These are good, general practices for investigating problems when parallelising your test suite. Further investigations and assistance will need to come from your own company and language community, because parallelization is a complex topic and we can't hope to cover everything. This topic is specifically aimed at covering issues with Selenium when running tests in parallel. The Selenium protocol is pretty simple, as is Sauce Labs' integration with it: if you send us a correct Selenium command, we'll obey it. Our service doesn't take any action that isn't driven by your test suite, so if we are sure Selenium is working correctly, then it's highly likely something other than Sauce Labs is causing issues.

Add Logging

Why log instead of using trace tools?

Many languages have tools for tracing through code as it runs, monitoring what lines and classes are currently executing. These can be extremely useful for debugging code problems, provided you're already familiar with them. Because many people aren't familiar with these tools, we recommend you start by adding logging to your tests. Lots of logging. All the Logging. Logging also makes it easier to reason about multiple threads over a period of time.

How should I do my logging?

You can use your language or test framework's logging tools, your container's logging tools, or even printing to standard out.  Printing to standard out is a brute force approach, but can often be the best one to use when trying to debug problems on a continuous integration system, where logging framework output may be hard to access.

Regardless of how you do your logging, you should always include:

  1. Timestamps.
  2. ID of the current thread or process (where applicable).
  3. ID of the Selenium driver currently in use (where applicable).

A good template to log with is:

[TIMESTAMP] - [PROCESS ID]: [DRIVER ID] - [Log Message]

Where Driver ID is only present if relevant.

If you're logging using a tool that allows for log levels, log to the DEBUG or VERBOSE levels of logging.

What should I actually log?

The purpose of logging is to inform you of concurrency problems that are occurring.  So, you should log everything relevant to the problem you're seeing.  At a minimum, you should add logging to show:

Other logging required depends on your specific problem

You should always include test names when talking about specific tests, Session IDs when using Selenium drivers, and Thread or Process IDs.

You should also try, whenever possible, to improve the error messages your test suite throws when problems occur.  

Check How Much Parallelisation Your Tests Can Stand

You should also check to see if there's a level of parallelization at which your tests work, and one where. Some Sauce Labs users have problems only once they've exceeded a certain number of parallel tests at once. For instance, problems with queuing and network congestion are often exposed when running higher numbers of parallel tests.

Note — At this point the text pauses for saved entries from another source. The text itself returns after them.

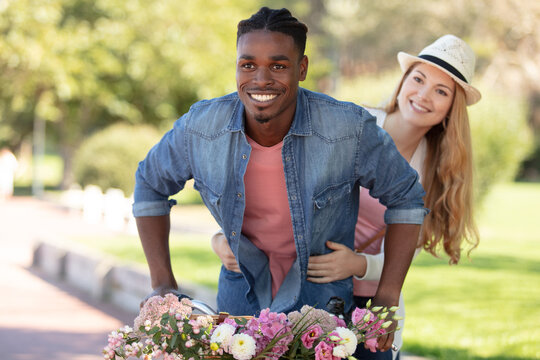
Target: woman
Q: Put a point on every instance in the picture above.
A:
(427, 119)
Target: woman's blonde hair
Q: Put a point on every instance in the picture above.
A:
(447, 179)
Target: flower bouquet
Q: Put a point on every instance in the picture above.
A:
(167, 329)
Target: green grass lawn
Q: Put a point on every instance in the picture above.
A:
(487, 307)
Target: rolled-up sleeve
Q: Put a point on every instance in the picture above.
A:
(161, 174)
(389, 177)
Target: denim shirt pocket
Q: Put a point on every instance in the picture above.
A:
(331, 205)
(211, 199)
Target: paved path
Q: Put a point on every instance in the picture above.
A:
(41, 319)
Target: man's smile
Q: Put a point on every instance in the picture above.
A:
(263, 97)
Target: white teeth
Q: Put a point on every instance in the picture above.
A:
(263, 98)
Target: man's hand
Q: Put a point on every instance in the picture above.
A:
(337, 265)
(161, 291)
(384, 342)
(221, 247)
(400, 243)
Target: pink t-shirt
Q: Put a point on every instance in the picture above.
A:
(267, 218)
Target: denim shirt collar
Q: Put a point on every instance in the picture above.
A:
(301, 125)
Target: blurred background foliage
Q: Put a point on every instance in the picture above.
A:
(71, 68)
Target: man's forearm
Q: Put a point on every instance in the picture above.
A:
(399, 246)
(154, 235)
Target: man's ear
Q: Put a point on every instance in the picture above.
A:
(304, 62)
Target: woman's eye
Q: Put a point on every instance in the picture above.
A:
(442, 92)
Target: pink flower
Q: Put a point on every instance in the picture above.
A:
(311, 335)
(362, 317)
(323, 351)
(372, 344)
(340, 322)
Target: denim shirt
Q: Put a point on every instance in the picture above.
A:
(331, 149)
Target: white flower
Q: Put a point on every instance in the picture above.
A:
(242, 347)
(349, 340)
(223, 334)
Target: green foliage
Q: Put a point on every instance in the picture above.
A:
(501, 139)
(500, 135)
(483, 308)
(192, 257)
(110, 157)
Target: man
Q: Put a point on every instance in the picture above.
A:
(276, 211)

First up, check how many parallel tests your account is able to run simultaneously. You can check this by logging in to Sauce Labs. In the left-hand column you'll see the number of Concurrent VMs allowed for your account, which corresponds to the number of tests you can run in parallel. Make sure you're not exceeding this number, and if you are, simply throttle back on the number of parallel tests you're running until the problem resolves. 

 
If your problem continues try slowly lowering the number of tests and see if there's a level, higher than one, at which you're no longer experiencing problems. If you find the level at which this occurs, then you can start investigating your logging to see what your tests do at higher levels, that differs from lower ones. For instance, you might discover that some of your tests rely on running in browsers with other tests, and when your parallelisation goes higher, this no longer happens.

If there's no level of parallelisation where your tests work correctly in parallel, or there is but it's not related to your Sauce Labs concurrency limit and you're certain it's not a networking problem, leave your parallelisation at 2 and carry on diagnosis.

Run Fewer Tests

Take tests out of your test suite!  Similar to the steps above, removing tests from your test suite can surface problematic tests.  It also shows if you have a problem with the length of individual thread lifecycles.

If there's a point where you remove some tests and things start functioning, try adding some of the tests you removed earlier back in, and see if they're not working correctly also. If they are, you've identified a problematic test you can check out further.

If you don't experience more stable tests by removing a couple of unstable ones, or if every test above a certain number causes issues, configure your tests to run the lowest number of tests that exhibits a problem, and keep debugging.

Read Your Logs

Time to start cross-checking the logs.

Incorrect driver setup

Non-thread-safe code

Selenium Lifecycle Problems

Problem Still Unsolved

Unfortunately, if all of your tests get unique Selenium sessions created, those sessions are started and stopped correctly, are only ever used by a single thread, and don't get queued, then its likely your problems arise from something else in your test suite. Unfortunately, these are out of scope of Sauce Labs' support. It can be helpful to investigate your database and application server's ability to deal with concurrent tests, shared sessions, and test data. Good Luck!